Изменить размер шрифта - +

Я бродил по улицам и представлял себе последствия своего поступка: недоумение в классе, горе родителей. И мне даже становилось смешно оттого, что никто не будет знать причин, что я оставляю всех в дураках — всех, кроме нее. Я представлял себе, как поразит ее мой поступок, как горькое чувство вины будет точить ее сердце. И мстительное злорадство наполняло меня решимостью.

Мой путь закончился на черной лестнице нашего старого дома. Она была заброшена с самой войны, потому что полдома заняло учреждение, пользовавшееся лишь парадным подъездом.
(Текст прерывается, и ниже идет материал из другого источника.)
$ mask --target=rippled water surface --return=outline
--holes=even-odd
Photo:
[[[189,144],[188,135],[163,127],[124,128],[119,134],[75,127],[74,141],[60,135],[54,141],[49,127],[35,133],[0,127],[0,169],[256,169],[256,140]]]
Дверь на лестницу была заколочена, но я знал лаз через подвальное окно.

Ступени покрылись слоем пыли, глушившим шаги, стекла затянуло паутиной, валялись полуистлевшие тряпки, битые бутылки, пахло кошками и запустением; из-под облупившейся штукатурки краснела старинная кирпичная кладка; кое-где на стенах сохранились детские каракули.

Я поднялся до площадки третьего этажа и встал у окна. Мне был виден наш тесный, знакомый до мельчайших подробностей двор с бетонной помойкой, мокрым асфальтом, решетчатой крышкой люка. Сознание того, что я вижу все это в последний раз, вызывало какое-то странное любопытство, будто все это я видел впервые. Я достал из кармана теплые ампулы и прислонился к стене. Вдруг мне пришло в голову, что я перепачкаю спину об стенку. Я отошел, положил ампулы на подоконник, снял пальто и тщательно отряхнул спину, а сам все думал, зачем я это делаю, будто теперь не все равно. Потом я медленно надел пальто, взял ампулы и сломал головки. Лекарство пахло резко и тошнотворно, и я понял, что мне неохота, до смерти неохота умирать на этой загаженной кошками лестнице, у окна, выходящего на помойку. Я бросил ампулы и раздавил, растер подошвами тихо похрустывающее стекло и кинулся вниз по лестнице. Остаток дня я, не останавливаясь, шел по улицам, шел быстро, стараясь убежать от того, что пережил на черной лестнице.

А ночью пришел стыд. Я лежал в темноте и корчился от унижения. Я презирал себя. У меня не хватило характера даже на то, чтобы перестать жить.

Прошло уже много лет, но я все помню и думаю, что то унижение было страшнее всего.

Я уже не мог жить жизнью сверстников, и прибежищем мне стала улица. Тут и сработали мои давние знакомства. Я вошел в жутковатый мир тогдашней барахолки, которая с утра дотемна месила грязь и сквернословила на набережной Обводного канала. Я узнал разболтанных, полупьяных людей, отирающихся на вокзалах; научился выделять в толчее магазинов подростков со скучающими лицами, на которых опасливыми мышатами бегают настороженные глаза. Через несколько месяцев все эти люди принимали меня за своего. Я испытал невеселое удовольствие от своей кажущейся независимости, от удачливости, которая, как говорили, не сопутствует трусам.

О школе, о прежней жизни, о ней я не думал — старался не думать. Только временами, непрошеные, вдруг приходили воспоминания, и я понимал, что живу не так, что все плохо. Но странный, злорадный голос шептал мне: «Ну и пусть, чем хуже — тем лучше». И с холодным упрямством я продолжал ломать свою жизнь.

Я делал все назло самому себе.

Не знаю, наверное, все это было от неосознанного желания расквитаться с собой за унижение и страх, пережитые там на черной лестнице, — медленный способ самоубийства.

Конец настал быстро. Следующую весну я встретил далеко от Ленинграда, без надежды когда-нибудь вернуться…

Но вернулся, правда, почти десять лет спустя. И жил, работал, учился, ставил перед собой суетные маленькие цели, шел к ним, добивался или сворачивал на полпути. Но с той девушкой не встретился ни разу. Да и та ли она теперь?

В квартире на первом этаже, где она когда-то жила, теперь склад магазина. В ее окно ведет ржавая железная лесенка с трубчатыми перилами. По этой лесенке рабочие в клеенчатых фартуках вносят и выносят ящики и мешки. И в ее комнате — наконец я заглянул туда — свалены коробки из-под апельсинов с пестрыми экзотическими наклейками…

Неужели это все, что остается от первой любви?

Уже до меня и лучшим, чем я, было сказано: «Да святится имя твое».